Under his tenure, India began on a bright note; a string of impressive victories ensured India reached the finals of Champions Trophy at Breda, Netherlands. However, the impressive run was soon halted at the Asian Games in Jakarta-Palembang where India were the firm favourites to retain their gold medal.
A loss in a penalty shootout to Malaysia meant that India not only lost out on the gold but also missed out on their easiest path to seal a spot at Tokyo 2020. After the World Cup in Bhubaneswar, where India lost out to The Netherlands in the Quarter-finals it only seemed certain that the axe would come out sooner than later. But was it the correct decision?
While the results at Asian Games were certainly not something to be proud of, the attacking prowess of the new Indian Hockey team has been impressive, to say the least. There has been a notable improvement in the performances of most players and India were pretty unlucky to go out in the quarter-finals to the Netherlands.
Even then, India recorded its best ever performance in a world cup for 34 years when they managed to make it through to the knockout stretches. The men in blue also made it through to the finals of the Champions Trophy showing glimpses of what they are truly capable of under their Indian Coach.
Hence, the sacking does bring into question whether the decision was a well thought out one or yet another reactionary one to justify a loss and pass on the blame?

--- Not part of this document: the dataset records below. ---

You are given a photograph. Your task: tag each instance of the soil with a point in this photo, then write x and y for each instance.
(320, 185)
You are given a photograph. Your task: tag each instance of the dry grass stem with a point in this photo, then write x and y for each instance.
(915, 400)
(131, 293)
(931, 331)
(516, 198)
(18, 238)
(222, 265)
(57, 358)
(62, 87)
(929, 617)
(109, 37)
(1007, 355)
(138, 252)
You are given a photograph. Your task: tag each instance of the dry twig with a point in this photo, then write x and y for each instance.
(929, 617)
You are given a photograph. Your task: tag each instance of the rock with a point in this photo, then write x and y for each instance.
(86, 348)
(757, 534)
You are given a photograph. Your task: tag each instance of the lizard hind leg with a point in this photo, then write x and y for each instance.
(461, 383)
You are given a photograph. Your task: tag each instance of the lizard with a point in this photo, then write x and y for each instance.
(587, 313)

The sacking of Harendra Singh also brings into limelight the mess that hockey is in.
In 2017, when Marijne was appointed as a coach for the men’s team, he had no previous experience of coaching a men’s team at international level. Likewise the same was true with regards to the women’s team with Harendra being appointed as the coach. It took a loss at the Commonwealth Games for Hockey India to finally review their strange decision and interchange the roles of the two.
This was in all likelihood the first such exchange in international hockey. But both the teams by then had already missed out on a much-expected medal at the Commonwealth Games.

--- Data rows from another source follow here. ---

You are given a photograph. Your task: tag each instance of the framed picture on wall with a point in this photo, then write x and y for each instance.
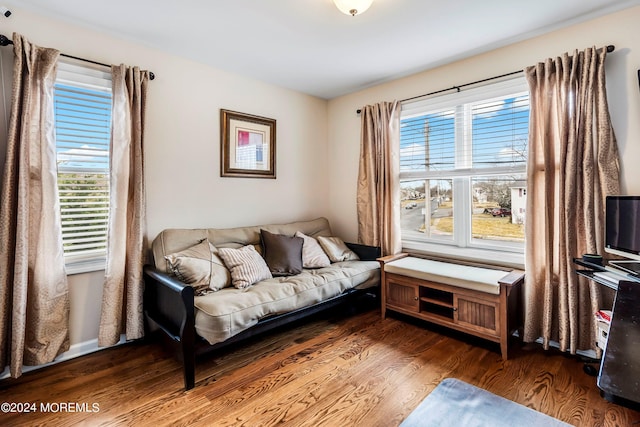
(248, 145)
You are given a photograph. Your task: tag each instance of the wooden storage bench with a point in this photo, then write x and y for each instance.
(479, 301)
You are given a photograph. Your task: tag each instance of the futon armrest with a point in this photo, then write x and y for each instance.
(365, 252)
(169, 303)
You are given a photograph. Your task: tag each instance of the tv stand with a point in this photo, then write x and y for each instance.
(619, 374)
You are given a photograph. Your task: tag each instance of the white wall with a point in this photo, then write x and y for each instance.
(620, 29)
(182, 146)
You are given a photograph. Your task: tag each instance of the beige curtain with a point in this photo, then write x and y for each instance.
(572, 166)
(123, 288)
(34, 299)
(378, 196)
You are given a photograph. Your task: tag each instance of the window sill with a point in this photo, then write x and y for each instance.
(483, 256)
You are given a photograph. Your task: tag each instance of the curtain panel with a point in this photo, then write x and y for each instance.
(378, 194)
(34, 297)
(126, 244)
(573, 164)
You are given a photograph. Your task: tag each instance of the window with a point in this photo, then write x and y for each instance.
(463, 170)
(82, 99)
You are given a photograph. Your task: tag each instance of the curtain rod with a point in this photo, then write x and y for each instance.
(610, 48)
(5, 41)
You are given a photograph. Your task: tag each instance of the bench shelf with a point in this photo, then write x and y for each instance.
(489, 316)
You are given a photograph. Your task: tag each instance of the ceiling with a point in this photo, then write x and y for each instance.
(311, 47)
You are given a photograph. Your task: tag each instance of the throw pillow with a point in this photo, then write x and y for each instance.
(246, 266)
(200, 267)
(283, 254)
(312, 254)
(336, 250)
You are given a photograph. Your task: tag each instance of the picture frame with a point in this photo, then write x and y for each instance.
(248, 145)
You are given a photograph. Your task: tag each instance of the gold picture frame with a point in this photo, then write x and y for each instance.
(248, 145)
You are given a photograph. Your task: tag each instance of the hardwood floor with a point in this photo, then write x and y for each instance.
(347, 371)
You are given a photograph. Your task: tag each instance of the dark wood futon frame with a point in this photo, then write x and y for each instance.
(169, 309)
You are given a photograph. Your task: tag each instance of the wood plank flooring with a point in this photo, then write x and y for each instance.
(334, 371)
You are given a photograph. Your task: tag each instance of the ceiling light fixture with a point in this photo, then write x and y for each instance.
(352, 7)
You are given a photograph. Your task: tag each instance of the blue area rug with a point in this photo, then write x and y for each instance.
(456, 403)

Furthermore, India’s decision to not feature in the Pro League is another shining example of the lack of strategic planning inside Hockey India. Since most other top hockey nations will be competing in this inaugural league India’s absence will make it very difficult for them to gain ranking points.
While India will compete in the Hockey World series, even if they end up winning the competition they will only be gaining as many points as those who finish 8th in the Pro League. Thus India in all likelihood might lose out on a couple of ranking places, thereby facing much more competitive opponents in the year-end Olympic qualifiers than they would have otherwise.
Coming to the women’s team, it seemed to be a step in the right direction when India competed in the 2016 Olympics which was their first Olympic appearance in 36 years. Additionally, the team had a decent run in 2018 which, it was hoped, would culminate in an Olympic qualification. Indeed, it would seem that qualification for the women’s team was a priority for Hockey India as well since it has used it as a justification for their pullout from the FIH Pro League, as per a recent PTI report. Chances for the women’s team qualifying from the Pro League would have been slim since, ranked 13th in the world, a top four finish and a consequent chance to play in the Olympic qualifiers would have been difficult.
Hockey India has since alleged that the FIH “is only interested in giving importance to European team” as quoted by PTI. A lack of clarity over the ranking points system and Olympic qualification process is what led Hockey India- then headed by by current FIH President Narinder Batra, to pull out of the revolutionary Pro League.
Meanwhile, Hockey India officials maintain that both the men and women will have a better chance of qualifying for the Olympic qualifiers by playing in the World League Round 1 and Round 2.
It’s pretty unclear what lies ahead for Indian Hockey. But if Hockey India doesn’t clear up the mess pretty soon, India will be back to where they were a decade ago- directionless and aimless.